Vorab: Rein regeltechnisch hat der Schiedsrichter in beiden Szenen alles richtig gemacht. Die Richtlinien für Handspiel sind nämlich eindeutig. Hand ist, wenn der Ball an die Hand springt. Beziehungsweise drangeschossen wird. Oder drauffällt. Anschießen allerdings gilt nicht, also angeschossen werden. Dann ist nämlich ok. Also vielleicht. Wahrscheinlich aber eher nicht. Es sei denn, schon.

Handspiel. Möglicherweise. Also vielleicht.

Entsprechend sauber die Auslegung beim Handspiel von Czichos im Kölner Strafraum, was kein Handspiel war. Möglicherweise zwar doch, weil die Hand am Ball war. Hier gilt aber: Hand ist, wenn der Schiedsrichter pfeift. Oder der Videoschiedsrichter Bescheid sagt. Merke: Ist die Körperfläche vergrößert? Nein? Gut. Dann Hand. Beziehungsweise, nicht. Außer, doch. Oder halt nicht. Der Rest ergibt sich.

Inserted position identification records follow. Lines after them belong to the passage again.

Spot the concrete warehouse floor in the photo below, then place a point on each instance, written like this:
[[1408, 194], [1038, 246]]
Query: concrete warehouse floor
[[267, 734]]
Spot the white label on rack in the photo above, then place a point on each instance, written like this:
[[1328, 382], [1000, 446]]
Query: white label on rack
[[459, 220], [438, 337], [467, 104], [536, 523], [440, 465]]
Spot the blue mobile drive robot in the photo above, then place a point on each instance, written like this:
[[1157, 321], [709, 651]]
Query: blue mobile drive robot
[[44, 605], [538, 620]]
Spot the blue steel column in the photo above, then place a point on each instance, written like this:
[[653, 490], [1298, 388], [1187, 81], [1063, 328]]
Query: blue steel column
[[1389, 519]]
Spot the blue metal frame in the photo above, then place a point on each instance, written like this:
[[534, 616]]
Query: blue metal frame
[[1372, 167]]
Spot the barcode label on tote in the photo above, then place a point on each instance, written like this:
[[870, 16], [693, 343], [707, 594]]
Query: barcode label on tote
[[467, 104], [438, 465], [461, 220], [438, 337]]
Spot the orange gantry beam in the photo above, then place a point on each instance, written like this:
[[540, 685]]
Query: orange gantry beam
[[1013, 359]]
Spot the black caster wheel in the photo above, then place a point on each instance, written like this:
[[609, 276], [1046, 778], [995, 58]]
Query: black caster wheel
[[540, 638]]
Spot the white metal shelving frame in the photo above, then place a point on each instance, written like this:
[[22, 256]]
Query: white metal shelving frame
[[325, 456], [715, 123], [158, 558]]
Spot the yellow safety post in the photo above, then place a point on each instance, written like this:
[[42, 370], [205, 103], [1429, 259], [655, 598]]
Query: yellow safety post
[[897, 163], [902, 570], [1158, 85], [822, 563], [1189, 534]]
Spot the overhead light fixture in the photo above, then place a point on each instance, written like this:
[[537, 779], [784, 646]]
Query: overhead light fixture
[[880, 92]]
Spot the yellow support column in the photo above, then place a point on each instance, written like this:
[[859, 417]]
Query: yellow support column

Wie beim Handspiel von Stefan Ilsanker vor Martin Hintereggers Tor, beziehungsweise Nicht-Tor. Der Ball war an der Hand, also die Hand am Ball. Auch hier gilt: Ist die Armbewegung unnatürlich, handelt es sich um ein Handspiel. Beziehungsweise die Armhaltung. Also wie man den Arm erst vom Körper wegbewegt und dann hält. Beziehungsweise, wie man ihn hält. Und, im weitesten Sinne, wieso. Also wo. Bewegt man natürlich, hält dann aber unnatürlich, ist Hand. Andersherum auch. Eventuell. Ist beides unnatürlich, nicht. Beides nicht, auch. Aber das ist eine Ermessensfrage. Es sei denn, nein.

Nicht-Hand, aber unabsichtlich

Springt der Ball absichtlich an die Hand, stellt sich die Frage, warum. Meistens ist das immer Hand. Es sei denn, der Schiedsrichter entscheidet auf Nicht-Hand. Oder auf Handspiel, aber unabsichtlich. Oder auf Nicht-Hand, aber unabsichtlich. Dann nicht. Beziehungsweise. Doch. Also Hand. Im Sinne von: Hand, aber nicht strafbar. Weil: Nicht Hand. Im Sinne einer Nicht-Absicht. Möglicherweise sieht das der VAR aber anders. Weswegen: Doch. Siehe Ilsanker.

Ist die Hand angelegt, ist das kein Hand. Meistens zumindest. Beziehungsweise meistens zumindest nicht. Manchmal aber schon. Aber nicht oft. Nur manchmal. Entscheidend ist dabei immer die Frage, ob es Hand war. Oder halt nicht. Dann, ja. Beziehunsgweise, nicht. Vielleicht. Entscheidet der Schiedsrichter in einer solchen Situation auf Handspiel, kann er auf Handspiel entscheiden. Er muss aber nicht. Nur im Sinne einer korrekten Regelauslegung. Es sei denn, doch. Dann nicht. Also vielleicht nicht. Folglich: ja. Also Hand. Aber das entscheidet dann der Schiedsrichter.